Sometimes I think we assume that Christianity only ever enters those conversations as a voice of "let's keep things the way they are," and that's because often Respectable Religious folk have used the trappings of Christianity in only that way.  But if we take this story from Acts seriously, it seems that from the beginning, Christians with credentials as solid as Paul himself understood that sometime the Gospel will run counter to "what's good for business," or "what's comfortable for me," or "what lets me stay insulated from the troubles of others."  And when Paul's message ran into people whose livelihoods and sense of "greatness" depended on keeping the system the way it was, Paul knew he was headed into trouble, even though he was never one to cause destruction or violence or harm to others.  

Look, I'm not asking any of us to become martyrs here, and I'm not trying to excuse any of the destruction happening across the country we live in where peaceful protests curdle into opportunistic looting and violence.  But I do see in myself the temptation to want to ignore the sincere voices of protest because it is uncomfortable to have to look at the ways I am Demetrius, which is to say, when I am the villain--the ways I am entangled in all kinds of systems and patterns in my own life that come at the cost of others.  I want to imagine, as a religious professional, that I am always on the side of goodness and truth and light... and yet, so did Demetrius.  We all want to imagine that whatever is good for business, or for boosting community pride or national greatness, must be perfectly consistent with the Gospel of Jesus Christ.  And yet the witness of the actual Scriptures testifies otherwise--that there are an awful lot of ways each of us has gotten entangled in patterns and habits and systems that benefit "us" but harm others, and when that happens, we get defensive, rather than letting the Gospel rearrange our priorities and disentangle us from those systems.

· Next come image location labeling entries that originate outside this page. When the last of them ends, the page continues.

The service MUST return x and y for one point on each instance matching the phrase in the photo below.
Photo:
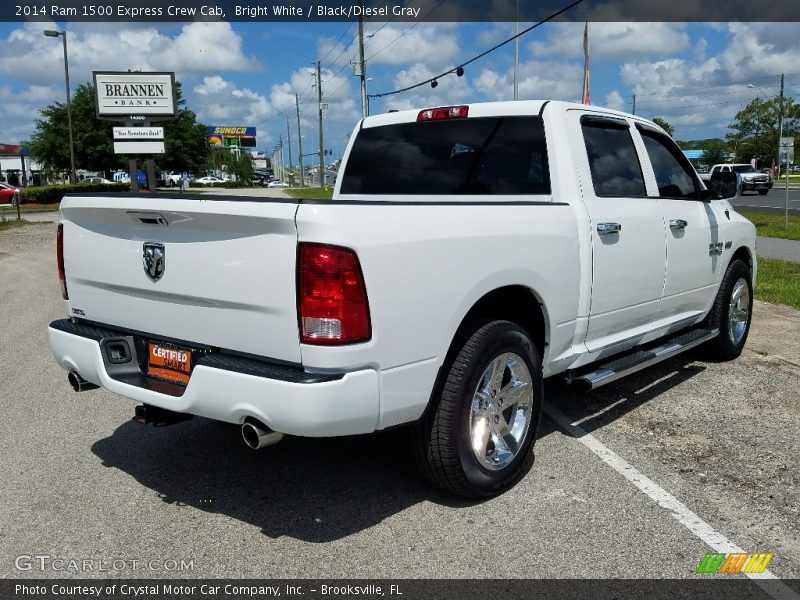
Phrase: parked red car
(8, 194)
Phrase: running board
(641, 359)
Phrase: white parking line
(767, 580)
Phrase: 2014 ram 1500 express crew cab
(468, 252)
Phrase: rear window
(496, 155)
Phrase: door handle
(677, 224)
(608, 228)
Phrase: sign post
(136, 98)
(787, 156)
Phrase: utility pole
(321, 146)
(362, 62)
(300, 141)
(516, 53)
(289, 141)
(780, 127)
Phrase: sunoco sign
(125, 95)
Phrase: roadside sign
(787, 149)
(138, 133)
(122, 96)
(139, 147)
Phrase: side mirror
(724, 186)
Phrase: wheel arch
(743, 253)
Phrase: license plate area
(169, 362)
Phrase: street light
(63, 34)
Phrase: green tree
(754, 131)
(238, 164)
(664, 125)
(185, 139)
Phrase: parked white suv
(468, 253)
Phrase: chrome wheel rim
(500, 414)
(738, 311)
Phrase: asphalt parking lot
(81, 480)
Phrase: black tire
(442, 440)
(727, 346)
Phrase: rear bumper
(230, 389)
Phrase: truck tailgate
(228, 277)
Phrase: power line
(706, 105)
(406, 31)
(344, 49)
(344, 33)
(707, 87)
(741, 92)
(482, 54)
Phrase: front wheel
(477, 438)
(732, 311)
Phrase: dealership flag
(586, 99)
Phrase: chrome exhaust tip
(79, 384)
(257, 435)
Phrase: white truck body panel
(230, 279)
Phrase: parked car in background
(169, 179)
(94, 180)
(752, 179)
(8, 194)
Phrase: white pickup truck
(751, 178)
(468, 253)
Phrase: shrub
(224, 184)
(52, 194)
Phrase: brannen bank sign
(122, 96)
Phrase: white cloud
(221, 102)
(615, 101)
(537, 80)
(436, 44)
(450, 89)
(699, 96)
(612, 40)
(199, 47)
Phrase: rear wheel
(477, 438)
(732, 312)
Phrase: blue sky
(694, 75)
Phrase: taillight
(331, 296)
(62, 276)
(443, 112)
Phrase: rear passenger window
(612, 159)
(473, 156)
(672, 175)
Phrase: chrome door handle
(608, 228)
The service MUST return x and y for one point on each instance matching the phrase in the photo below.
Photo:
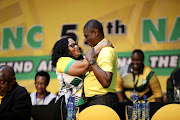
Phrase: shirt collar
(101, 41)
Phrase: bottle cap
(136, 97)
(144, 96)
(71, 98)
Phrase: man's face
(40, 84)
(90, 37)
(5, 84)
(136, 61)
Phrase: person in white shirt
(42, 96)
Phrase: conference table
(44, 112)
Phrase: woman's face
(137, 61)
(40, 84)
(73, 48)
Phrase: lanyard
(135, 83)
(43, 98)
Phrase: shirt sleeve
(63, 64)
(119, 85)
(155, 86)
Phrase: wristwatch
(91, 62)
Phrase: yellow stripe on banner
(53, 86)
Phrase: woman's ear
(96, 32)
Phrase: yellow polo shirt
(147, 83)
(107, 61)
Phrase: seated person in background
(138, 79)
(42, 96)
(15, 101)
(173, 83)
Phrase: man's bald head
(94, 24)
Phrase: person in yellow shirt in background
(100, 83)
(15, 101)
(138, 79)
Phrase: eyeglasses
(2, 82)
(73, 45)
(41, 84)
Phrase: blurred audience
(42, 96)
(15, 101)
(173, 86)
(138, 79)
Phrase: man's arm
(156, 88)
(119, 88)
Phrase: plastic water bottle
(136, 109)
(71, 109)
(145, 108)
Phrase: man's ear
(96, 32)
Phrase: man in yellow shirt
(138, 79)
(100, 83)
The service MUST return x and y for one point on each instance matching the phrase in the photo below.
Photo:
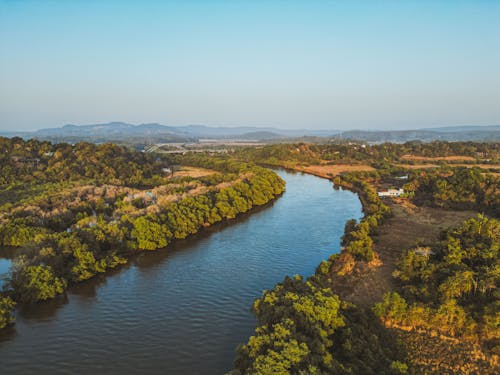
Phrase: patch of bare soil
(186, 171)
(432, 354)
(329, 171)
(438, 158)
(410, 225)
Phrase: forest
(74, 211)
(113, 202)
(447, 288)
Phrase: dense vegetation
(451, 287)
(303, 328)
(458, 188)
(113, 201)
(378, 154)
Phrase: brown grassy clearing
(329, 171)
(424, 166)
(409, 225)
(438, 158)
(195, 172)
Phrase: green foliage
(149, 234)
(303, 328)
(296, 322)
(452, 286)
(6, 308)
(35, 283)
(91, 222)
(458, 188)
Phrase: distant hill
(455, 133)
(151, 133)
(157, 133)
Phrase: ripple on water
(183, 310)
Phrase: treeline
(451, 287)
(457, 188)
(303, 328)
(76, 255)
(34, 161)
(357, 242)
(72, 234)
(352, 151)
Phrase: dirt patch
(329, 171)
(194, 172)
(438, 158)
(423, 166)
(409, 226)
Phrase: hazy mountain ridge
(157, 133)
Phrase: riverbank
(183, 311)
(98, 243)
(364, 285)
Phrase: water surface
(182, 310)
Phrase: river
(182, 310)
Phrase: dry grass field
(329, 171)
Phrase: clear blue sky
(290, 64)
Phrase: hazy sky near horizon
(289, 64)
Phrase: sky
(287, 64)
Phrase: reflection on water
(185, 309)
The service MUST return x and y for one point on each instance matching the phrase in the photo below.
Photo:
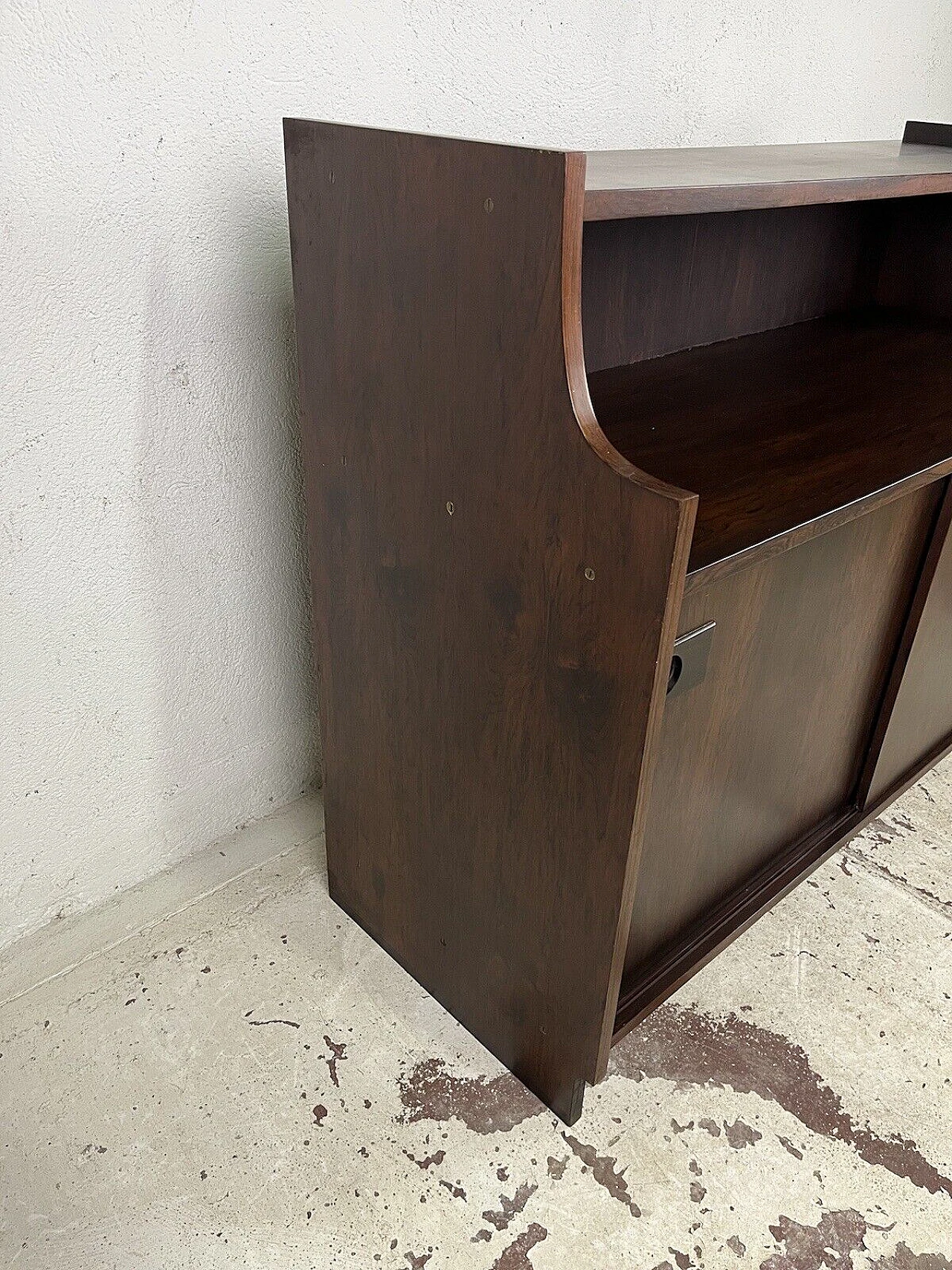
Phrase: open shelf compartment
(779, 429)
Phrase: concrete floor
(253, 1083)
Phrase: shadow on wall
(221, 533)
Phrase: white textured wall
(154, 652)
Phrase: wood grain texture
(771, 743)
(777, 429)
(625, 183)
(740, 908)
(494, 586)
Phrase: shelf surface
(777, 429)
(621, 183)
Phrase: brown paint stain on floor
(684, 1045)
(497, 1105)
(515, 1257)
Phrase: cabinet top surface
(621, 183)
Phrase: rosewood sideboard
(628, 502)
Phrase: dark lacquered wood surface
(499, 568)
(779, 429)
(495, 589)
(771, 743)
(918, 718)
(623, 183)
(666, 283)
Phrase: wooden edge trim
(745, 905)
(686, 506)
(921, 134)
(573, 341)
(619, 205)
(894, 682)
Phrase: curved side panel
(493, 597)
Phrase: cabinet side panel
(489, 594)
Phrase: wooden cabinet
(559, 413)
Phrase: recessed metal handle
(689, 662)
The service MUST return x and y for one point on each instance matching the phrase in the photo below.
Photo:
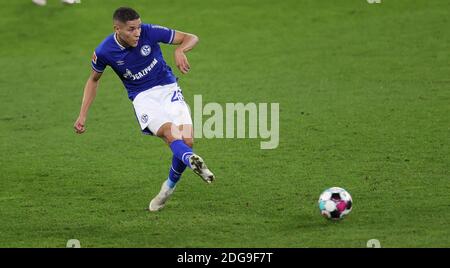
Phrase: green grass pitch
(364, 94)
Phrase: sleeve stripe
(95, 69)
(172, 36)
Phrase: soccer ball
(335, 203)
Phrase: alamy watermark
(229, 121)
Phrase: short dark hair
(124, 14)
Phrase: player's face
(129, 32)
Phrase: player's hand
(79, 125)
(182, 62)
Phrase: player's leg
(173, 136)
(176, 170)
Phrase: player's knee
(169, 133)
(189, 142)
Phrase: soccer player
(133, 52)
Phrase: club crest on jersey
(144, 118)
(146, 50)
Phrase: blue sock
(175, 172)
(181, 151)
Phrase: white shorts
(159, 105)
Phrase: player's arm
(185, 42)
(90, 90)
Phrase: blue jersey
(140, 68)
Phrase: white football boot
(160, 199)
(199, 167)
(40, 2)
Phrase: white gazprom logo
(146, 50)
(139, 75)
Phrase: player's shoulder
(106, 46)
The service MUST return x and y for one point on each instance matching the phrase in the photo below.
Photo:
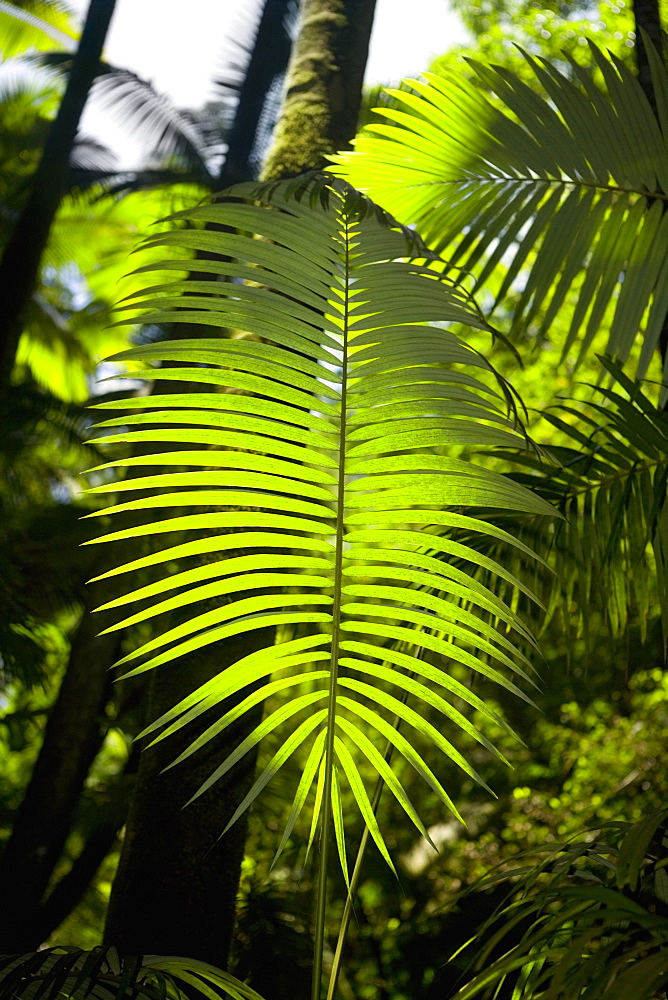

The hope I hear in this passage, as odd as it may seem to call this hope, is that despite all the attempts of the Ephesian Gang of Silversmiths, the Gospel came to town and compelled people to re-examine their allegiances.  As uncomfortable as it may have been for them, some people did let the Spirit of God rearrange their lives, even if it meant they made less money or their city's "greatness" (rooted in literal idolatry) was tarnished.  And that gives me hope that God won't give up on me when I am the defensive one, clutching onto "the way things are" because I'm afraid the Gospel will make me squirm.  

God doesn't give up on us, even when that means God has to keep sending truth-telling "troublemakers" like Paul, who force us to see where our lives our out of sync with the way of Jesus.  For all the ways I am still stuck in systems I want to pretend aren't even there, that is good news to my stubborn ears.  God won't give up on me.  God hasn't yet.

Lord Jesus, make us to see the ways we are stuck and don't want to admit it, and help us to hear your Gospel as the way of freedom from all that we are entangled in... so that all can be free.